Representatives from Stellar Services, an IT infrastructure services provider that also does business as 4 U Services, contributed a total of $7,500 in support of Mayor Ed Lee's bid for a full term, filings with the San Francisco Ethics Commission show. The New York-based company holds a contract with the San Francisco Public Utilities commission (SFPUC) and has been paid $91,737.80 to date for programming and coding services.
Lee also received a maximum $500 contribution from a senior vice president at AECOM, another city contractor. While the contributions may have squared with campaign finance law, significant support from companies doing business with the city nevertheless give the impression of businesses attempting to advance their own interests through political influence.
The majority of the contributions from Stellar came in the form of a $5,000 donation from 4 U Services to the Committee for Effective City Management, an independent expenditure committee created in support of Lee that recently hosted a Lee fundraiser in Millbrae honoring special guests Sup. Jane Kim and former Mayor Willie Brown.
4 U, according to its website, also does business as Stellar Services, a company based in New York that has an office in San Francisco. "Stellar is currently a sub-consultant that is working to develop our new online invoicing system called SOLIS," SFPUC spokesperson Tyrone Jue told the Guardian. "The invoicing system centralizes and streamlines the invoicing process, makes invoicing transaction transparent to all users, increases reporting and transparency, and makes invoicing completely paperless." Jue noted that the contract was signed in July 2009, and the SOLIS pilot program is underway.
The remainder of contributions from Stellar were made to Lee's official mayoral campaign. Five individuals who listed Stellar Services or 4 U Services as their employer, including company founder and president Liang Chen, made maximum contributions of $500, according to a report filed with the San Francisco Ethics Commission.

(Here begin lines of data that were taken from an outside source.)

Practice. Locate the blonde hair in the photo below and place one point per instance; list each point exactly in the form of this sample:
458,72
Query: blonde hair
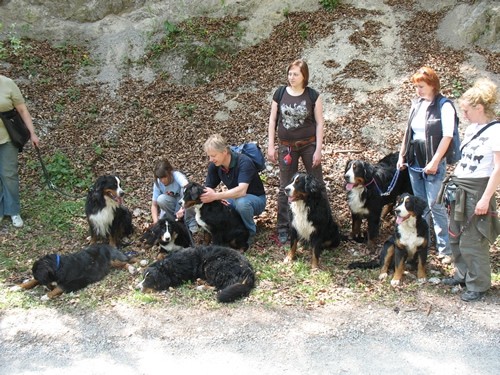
483,92
215,142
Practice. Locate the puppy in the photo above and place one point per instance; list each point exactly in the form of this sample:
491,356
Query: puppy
169,234
409,243
368,192
107,217
222,223
72,272
226,269
312,219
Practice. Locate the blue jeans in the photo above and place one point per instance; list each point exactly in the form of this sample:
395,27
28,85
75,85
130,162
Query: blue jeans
249,206
427,187
170,205
9,180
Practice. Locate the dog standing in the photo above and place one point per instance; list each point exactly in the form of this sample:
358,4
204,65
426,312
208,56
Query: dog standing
312,219
408,243
72,272
222,224
367,185
107,217
224,268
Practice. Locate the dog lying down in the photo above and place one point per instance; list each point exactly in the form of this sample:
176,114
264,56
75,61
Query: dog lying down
223,268
72,272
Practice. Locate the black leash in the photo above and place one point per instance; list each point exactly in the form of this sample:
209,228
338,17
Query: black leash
50,184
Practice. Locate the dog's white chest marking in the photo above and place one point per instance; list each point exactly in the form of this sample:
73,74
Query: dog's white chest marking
303,226
102,220
408,235
199,220
356,204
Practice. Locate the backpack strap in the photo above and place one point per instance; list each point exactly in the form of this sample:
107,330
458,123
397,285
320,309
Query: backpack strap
479,133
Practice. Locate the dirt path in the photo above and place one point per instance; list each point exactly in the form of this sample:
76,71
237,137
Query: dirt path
244,339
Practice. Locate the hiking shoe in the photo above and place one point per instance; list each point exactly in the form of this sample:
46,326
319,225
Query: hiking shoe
17,221
447,259
451,281
470,296
283,237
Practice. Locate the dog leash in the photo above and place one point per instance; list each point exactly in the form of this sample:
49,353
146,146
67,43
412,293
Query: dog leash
50,184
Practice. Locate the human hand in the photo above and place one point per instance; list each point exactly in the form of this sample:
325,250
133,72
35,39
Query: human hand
208,196
271,154
317,158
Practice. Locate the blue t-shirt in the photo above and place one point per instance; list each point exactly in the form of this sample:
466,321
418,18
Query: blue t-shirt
241,170
174,188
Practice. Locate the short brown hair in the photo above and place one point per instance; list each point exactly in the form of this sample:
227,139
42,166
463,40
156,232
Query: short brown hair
215,142
304,69
162,169
429,76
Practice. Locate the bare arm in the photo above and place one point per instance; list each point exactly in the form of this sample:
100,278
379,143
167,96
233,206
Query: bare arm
271,151
493,182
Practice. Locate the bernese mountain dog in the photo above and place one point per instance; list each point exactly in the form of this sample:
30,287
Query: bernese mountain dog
225,269
370,187
409,243
72,272
107,217
312,219
221,223
169,234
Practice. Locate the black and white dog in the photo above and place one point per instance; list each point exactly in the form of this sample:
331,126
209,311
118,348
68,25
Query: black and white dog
223,268
107,217
367,186
65,273
169,234
222,224
312,219
408,243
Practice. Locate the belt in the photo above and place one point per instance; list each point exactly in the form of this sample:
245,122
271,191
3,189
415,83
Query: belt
299,143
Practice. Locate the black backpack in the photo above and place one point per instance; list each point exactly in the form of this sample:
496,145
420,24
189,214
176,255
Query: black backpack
278,95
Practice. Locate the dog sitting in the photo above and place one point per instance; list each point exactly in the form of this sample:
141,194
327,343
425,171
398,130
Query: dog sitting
312,219
222,223
226,269
107,217
367,185
72,272
169,234
409,242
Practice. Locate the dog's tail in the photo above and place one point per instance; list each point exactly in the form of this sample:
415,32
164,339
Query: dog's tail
118,255
364,265
235,291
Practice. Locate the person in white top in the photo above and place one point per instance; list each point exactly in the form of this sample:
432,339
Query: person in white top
474,222
423,150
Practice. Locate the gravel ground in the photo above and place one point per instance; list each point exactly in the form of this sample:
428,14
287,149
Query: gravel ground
453,338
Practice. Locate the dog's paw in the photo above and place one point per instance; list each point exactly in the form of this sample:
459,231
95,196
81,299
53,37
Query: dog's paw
395,282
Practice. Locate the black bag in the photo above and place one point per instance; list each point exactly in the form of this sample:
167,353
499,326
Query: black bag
18,131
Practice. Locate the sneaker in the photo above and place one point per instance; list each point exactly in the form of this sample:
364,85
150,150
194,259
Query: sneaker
451,281
470,296
17,221
283,237
446,259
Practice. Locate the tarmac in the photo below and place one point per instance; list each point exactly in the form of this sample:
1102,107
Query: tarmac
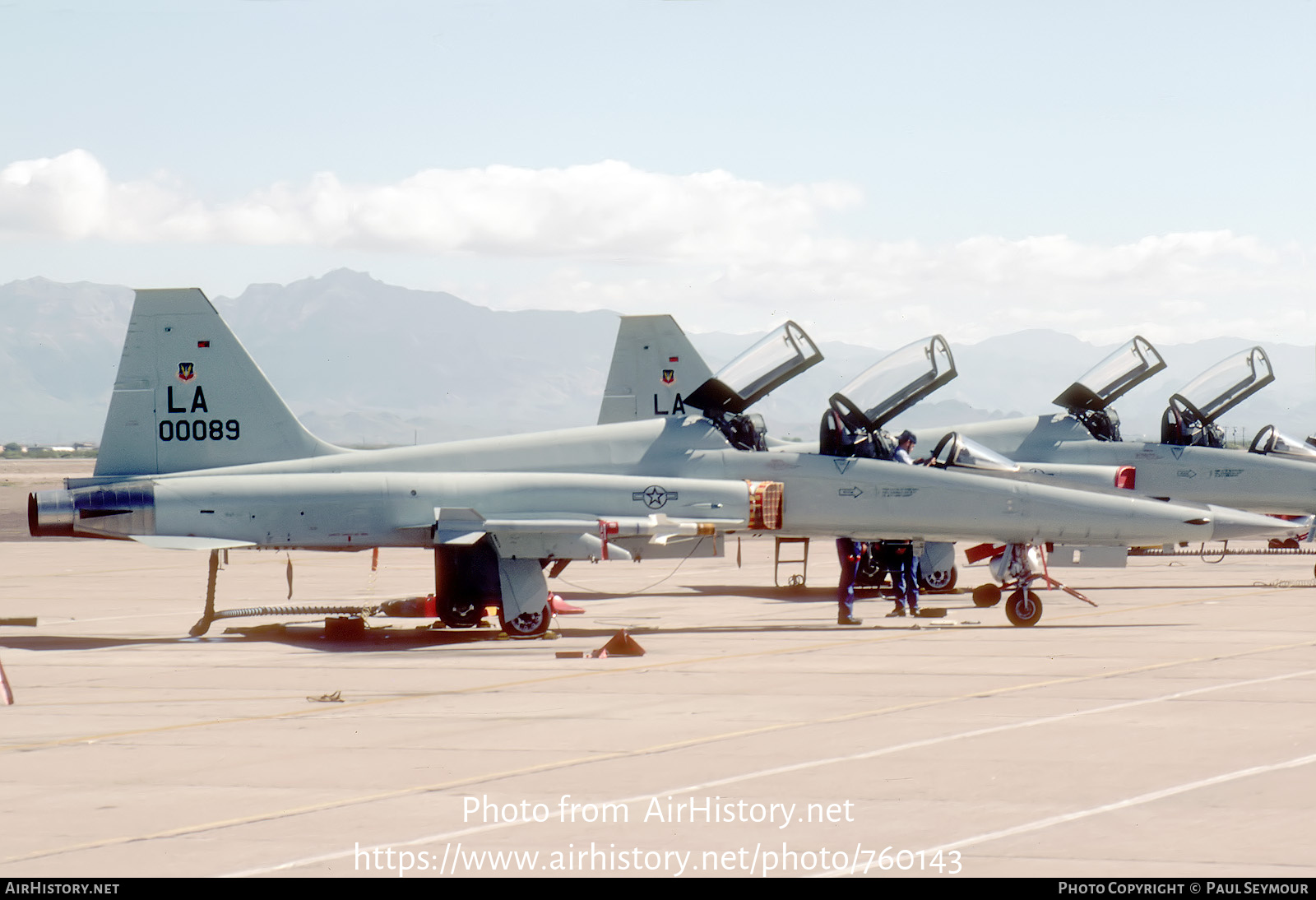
1168,732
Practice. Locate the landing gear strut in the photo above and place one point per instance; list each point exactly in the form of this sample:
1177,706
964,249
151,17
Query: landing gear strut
1019,566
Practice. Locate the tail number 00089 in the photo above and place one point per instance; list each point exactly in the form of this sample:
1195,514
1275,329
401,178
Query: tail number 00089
199,429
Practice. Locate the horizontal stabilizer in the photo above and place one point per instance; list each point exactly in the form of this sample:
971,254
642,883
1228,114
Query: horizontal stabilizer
166,542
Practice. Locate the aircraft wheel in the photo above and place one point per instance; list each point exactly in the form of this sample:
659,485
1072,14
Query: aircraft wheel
461,614
1023,608
526,625
986,595
940,581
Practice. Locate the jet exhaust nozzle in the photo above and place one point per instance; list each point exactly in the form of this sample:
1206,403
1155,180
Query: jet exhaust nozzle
50,513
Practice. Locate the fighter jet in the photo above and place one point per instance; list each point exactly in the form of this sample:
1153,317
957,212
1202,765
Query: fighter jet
199,452
1190,462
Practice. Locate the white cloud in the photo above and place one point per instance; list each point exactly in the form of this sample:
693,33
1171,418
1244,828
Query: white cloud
717,250
605,210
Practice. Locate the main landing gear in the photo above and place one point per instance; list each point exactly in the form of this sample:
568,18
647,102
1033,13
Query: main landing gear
1019,566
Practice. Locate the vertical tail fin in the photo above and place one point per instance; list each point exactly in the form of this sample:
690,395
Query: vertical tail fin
190,397
653,368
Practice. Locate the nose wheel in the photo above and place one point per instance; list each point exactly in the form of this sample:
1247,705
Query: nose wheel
1023,608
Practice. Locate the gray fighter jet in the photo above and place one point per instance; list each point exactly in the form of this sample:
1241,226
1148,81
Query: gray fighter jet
199,452
1190,462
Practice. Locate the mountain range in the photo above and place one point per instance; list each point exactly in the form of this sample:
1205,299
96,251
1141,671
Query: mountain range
362,362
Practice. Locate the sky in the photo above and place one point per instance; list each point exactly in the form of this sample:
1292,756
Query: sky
875,170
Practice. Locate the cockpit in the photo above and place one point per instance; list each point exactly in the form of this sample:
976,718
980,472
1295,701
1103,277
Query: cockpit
957,452
1194,414
780,357
1273,443
853,424
1090,397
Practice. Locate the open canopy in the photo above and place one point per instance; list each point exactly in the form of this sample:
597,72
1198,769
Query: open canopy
1114,377
957,452
895,383
1273,443
780,357
1228,383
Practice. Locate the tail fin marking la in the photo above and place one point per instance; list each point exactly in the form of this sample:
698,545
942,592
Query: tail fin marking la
653,368
190,397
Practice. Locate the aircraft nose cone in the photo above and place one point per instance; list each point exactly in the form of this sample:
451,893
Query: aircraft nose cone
1234,524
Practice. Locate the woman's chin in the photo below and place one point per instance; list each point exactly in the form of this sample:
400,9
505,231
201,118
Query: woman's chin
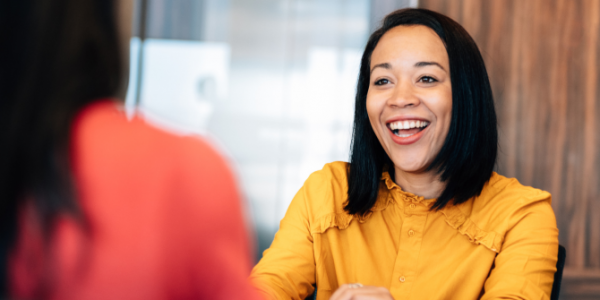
411,167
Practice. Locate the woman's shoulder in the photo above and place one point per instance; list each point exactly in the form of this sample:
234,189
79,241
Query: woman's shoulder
505,201
502,204
510,194
324,194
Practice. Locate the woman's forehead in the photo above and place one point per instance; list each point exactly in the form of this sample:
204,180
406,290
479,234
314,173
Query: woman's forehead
409,45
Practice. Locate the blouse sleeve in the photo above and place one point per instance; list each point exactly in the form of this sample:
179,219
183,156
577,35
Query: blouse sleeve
525,267
287,269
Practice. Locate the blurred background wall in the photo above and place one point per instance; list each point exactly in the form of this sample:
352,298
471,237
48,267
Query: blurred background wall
272,82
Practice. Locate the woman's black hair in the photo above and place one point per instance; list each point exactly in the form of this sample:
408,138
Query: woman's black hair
57,56
467,158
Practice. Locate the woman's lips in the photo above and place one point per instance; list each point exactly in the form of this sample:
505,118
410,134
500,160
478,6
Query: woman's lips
407,136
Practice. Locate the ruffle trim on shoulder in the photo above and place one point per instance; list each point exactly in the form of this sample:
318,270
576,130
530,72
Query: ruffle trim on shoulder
339,220
464,225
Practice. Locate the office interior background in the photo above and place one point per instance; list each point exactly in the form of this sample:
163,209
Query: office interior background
272,82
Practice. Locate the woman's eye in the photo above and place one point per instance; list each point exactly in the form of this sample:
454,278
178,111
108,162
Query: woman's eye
427,79
382,82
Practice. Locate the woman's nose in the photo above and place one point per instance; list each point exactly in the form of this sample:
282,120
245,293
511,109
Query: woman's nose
403,96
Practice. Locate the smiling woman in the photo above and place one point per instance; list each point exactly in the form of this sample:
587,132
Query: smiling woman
418,213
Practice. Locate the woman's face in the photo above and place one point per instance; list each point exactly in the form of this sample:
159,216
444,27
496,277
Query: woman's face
409,101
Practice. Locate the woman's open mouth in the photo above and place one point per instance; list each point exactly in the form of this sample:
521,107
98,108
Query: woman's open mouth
407,131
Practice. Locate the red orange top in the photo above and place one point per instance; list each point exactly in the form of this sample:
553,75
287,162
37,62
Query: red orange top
163,214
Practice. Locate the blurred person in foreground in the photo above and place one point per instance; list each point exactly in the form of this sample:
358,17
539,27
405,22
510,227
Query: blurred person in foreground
93,205
418,213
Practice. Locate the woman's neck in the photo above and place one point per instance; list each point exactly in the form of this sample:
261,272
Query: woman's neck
425,184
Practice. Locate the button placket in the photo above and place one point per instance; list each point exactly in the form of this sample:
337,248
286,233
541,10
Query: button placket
409,248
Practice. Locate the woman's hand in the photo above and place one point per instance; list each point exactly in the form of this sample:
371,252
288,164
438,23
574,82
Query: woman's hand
356,291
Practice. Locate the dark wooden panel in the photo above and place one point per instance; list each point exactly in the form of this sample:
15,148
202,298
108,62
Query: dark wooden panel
544,65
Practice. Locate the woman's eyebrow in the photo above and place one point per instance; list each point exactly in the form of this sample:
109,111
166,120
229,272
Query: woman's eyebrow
382,65
428,63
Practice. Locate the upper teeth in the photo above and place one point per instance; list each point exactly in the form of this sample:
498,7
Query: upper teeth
408,124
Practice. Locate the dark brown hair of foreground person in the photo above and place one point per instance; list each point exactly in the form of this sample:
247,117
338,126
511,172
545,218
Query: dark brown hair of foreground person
57,56
94,205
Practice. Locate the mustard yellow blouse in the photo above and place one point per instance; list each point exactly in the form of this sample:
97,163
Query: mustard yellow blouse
502,244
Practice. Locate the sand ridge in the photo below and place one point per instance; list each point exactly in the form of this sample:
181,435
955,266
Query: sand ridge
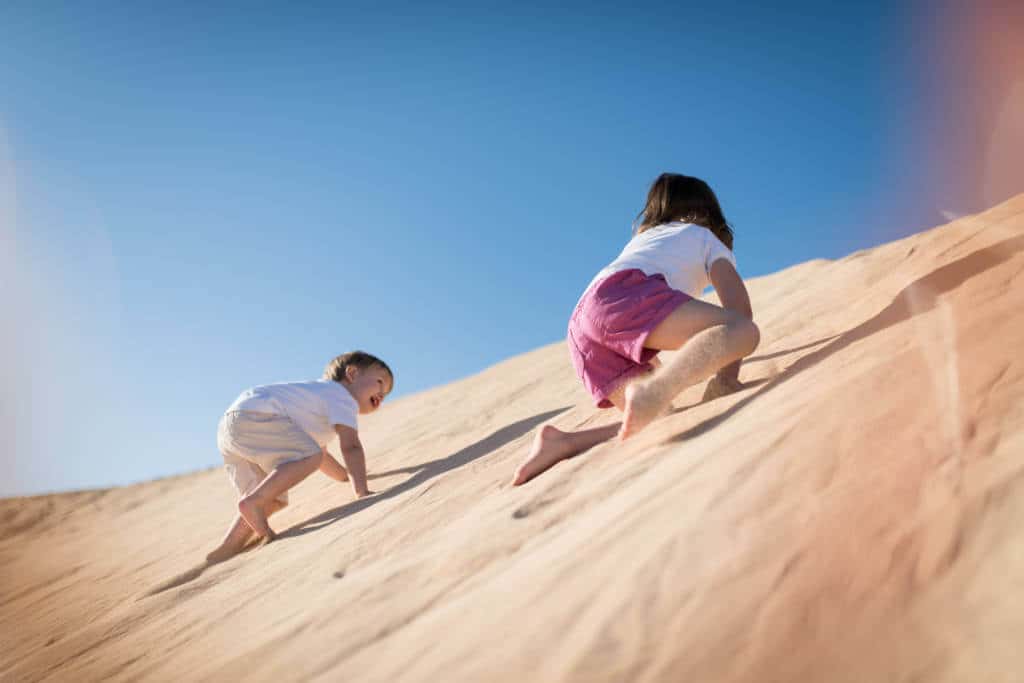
851,515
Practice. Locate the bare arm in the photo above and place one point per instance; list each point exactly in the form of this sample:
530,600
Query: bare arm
332,467
355,459
732,293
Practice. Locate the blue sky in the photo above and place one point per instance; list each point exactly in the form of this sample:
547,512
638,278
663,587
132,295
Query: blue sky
196,200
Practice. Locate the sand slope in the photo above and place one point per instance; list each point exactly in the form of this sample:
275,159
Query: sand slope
854,515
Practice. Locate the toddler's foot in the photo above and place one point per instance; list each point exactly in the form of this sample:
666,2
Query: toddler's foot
550,446
254,515
643,403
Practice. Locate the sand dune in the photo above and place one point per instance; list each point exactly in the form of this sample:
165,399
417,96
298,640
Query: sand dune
853,515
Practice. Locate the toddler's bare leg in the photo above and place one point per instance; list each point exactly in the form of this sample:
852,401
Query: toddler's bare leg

Shaista Shaikh of the Ethics Commission noted that it is legal for city contractors to make contributions to independent expenditure committees formed in support of a candidate for public office. City contractors run afoul of ethics law if they make campaign contributions to an elected official who must approve the contract at any time during contract negotiations or until six months have passed from the date of contract approval, she explained. Since the contract with Stellar was approved in 2009, the contribution would have been made well past the six-month mark -- so it apparently squares with the campaign finance reform ordinance.
Reached by phone, Lee spokesperson Tony Winnicker told the Guardian that if the contract was approved in 2009, it would not be included in a database of city contractors maintained by the campaign, since "there's no prohibition" against accepting campaign money after the six-month ban has passed. "So that should not be a concern to the Guardian," he said.
On Sept. 17, Lee received a maximum $500 contribution from Joseph G. Moss, Jr., who listed his occupation as a senior vice president of AECOM in Atlanta, according to an Ethics filing. Lee received another $875 in contributions from AECOM employees, Ethics records show. According a press release on the AECOM website which seems to have been taken down since the Guardian highlighted it, an AECOM joint venture was awarded a $150 million contract for program management services for the SFPUC's wastewater improvement program on Aug. 16. AECOM is also a partner in a joint venture working on construction of the controversial Central Subway project.
Since the contractor contribution ban (Section 1.126 of the city's campaign finance reform ordinance) sets a number of parameters for determining the legality of contributions, it wasn't immediately clear whether the contributions from AECOM were in line with the ordinance.
Regardless of whether the campaign cash falls on the right side of the law, however, substantial support for Lee from city contractors is likely to raise eyebrows, especially in light of concerns progressives have raised that San Francisco is about to witness a resurgence of the pay-to-play politics that characterized City Hall under Brown.